HUSSEY IS FAMOUS FOR A SINGLE HYMN OF ASPIRATION
[Above: Jennie Hussey—Charles H. Gabriel, The Singers and Their Songs; Chicago, Philadelphia: Rodeheaver Company, 1916. Public domain.]
WHEN JENNIE EVELYN HUSSEY wrote one of the church's best-loved hymns of aspiration, she had been writing verses for many years. In fact, she began writing poems when she was eight and saw some published by the time she was thirteen. Three years later, she began furnishing magazines with children's stories, articles about flowers, and crochet designs. At twenty-four the first of her many hymns were published.

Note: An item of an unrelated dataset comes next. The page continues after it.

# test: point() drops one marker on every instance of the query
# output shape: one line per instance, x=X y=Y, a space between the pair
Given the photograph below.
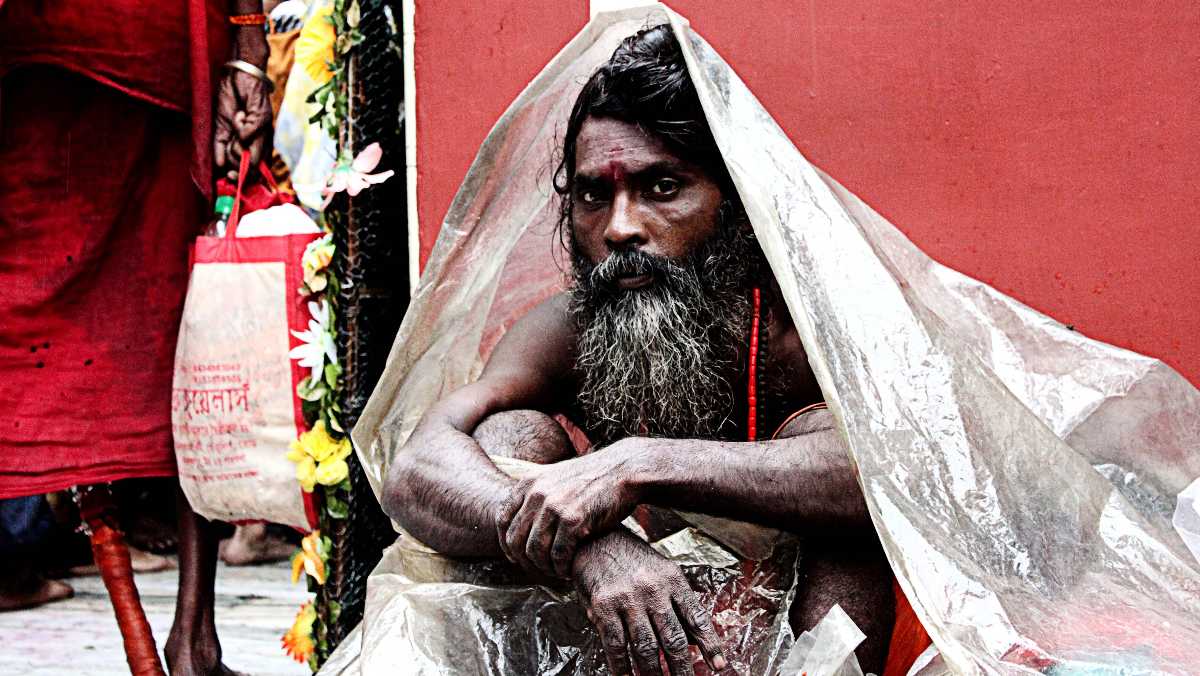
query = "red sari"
x=106 y=151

Although Hussey wrote over one hundred and fifty hymns, several of which appeared in hymnbooks in her own day, the only one familiar to most people today is “King of my life, I crown thee now,” with its haunting refrain “Lead me to Calvary.” It was written during Passion Week. At the urging of church friends, she submitted it for publication and it appeared in print in 1921.

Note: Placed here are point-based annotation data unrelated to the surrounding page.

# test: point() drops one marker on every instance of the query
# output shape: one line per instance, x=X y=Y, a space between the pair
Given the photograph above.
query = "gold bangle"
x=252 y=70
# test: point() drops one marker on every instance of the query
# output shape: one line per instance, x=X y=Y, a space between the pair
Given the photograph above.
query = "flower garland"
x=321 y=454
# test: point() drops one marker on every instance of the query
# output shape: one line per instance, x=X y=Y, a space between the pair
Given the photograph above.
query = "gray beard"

King of my life I crown thee now —
Thine shall the glory be;
Lest I forget thy thorn-crowned brow,
Lead me to Calvary.
Refrain:
Lest I forget Gethsemane,
Lest I forget thine agony,
Lest I forget thy love for me,
Lead me to Calvary.
Hussy lived up to her hymn, dedicating her life to selfless care-giving. She was born February 8th, 1874, in Henniker, New Hampshire, in an old farm home that had been occupied by four generations of Quaker ancestors. (She attended Quaker meetings from childhood.) Much of her life was spent caring for an invalid sister, which she did cheerfully, often referring visitors to Luke 9:23, which calls us to take up our crosses daily.
She herself suffered debilitating rheumatism by middle age but continued her self-imposed duties. A description written when she was in her mid-fifties described the fingers of her left hand as curled up while those of her right hand would bend only at the knuckles.
Her love of nature shone not only in verses but in letters to friends.
[Y]ou might find me in a wooded valley at the foot of Mount Hunger, feeding a company of gray squirrels that come to the trees and scramble over my windows, while blue jays call their companions to share the food I scatter for them. I am fond of and know by name the flowers in my range; I cultivate many house and out-of-door plants, while the trumpet vine, striped grass, old fashioned yellow lilies, elm and crab apple trees, lilac and syringa bushes surround our house, with its rockeries of ferns and columbine.
Among her poems was “The War Dog,” verses telling the true story of Sallie, a stray mutt who had attached herself to a Pennsylvania soldier and remained beside him after he was killed in battle at Gettysburg—becoming the mascot of the 11th Regiment of Pennsylvania Volunteers.
Towards the end of her life Hussey asked to be baptized (Quakers did not baptize). Her closing years were spent in a home for the aged in Concord, New Hampshire. On this day, 5 September, 1958, Jennie Evelyn Hussey died in Concord. Her remains were returned to Henniker for burial in the Quaker graveyard.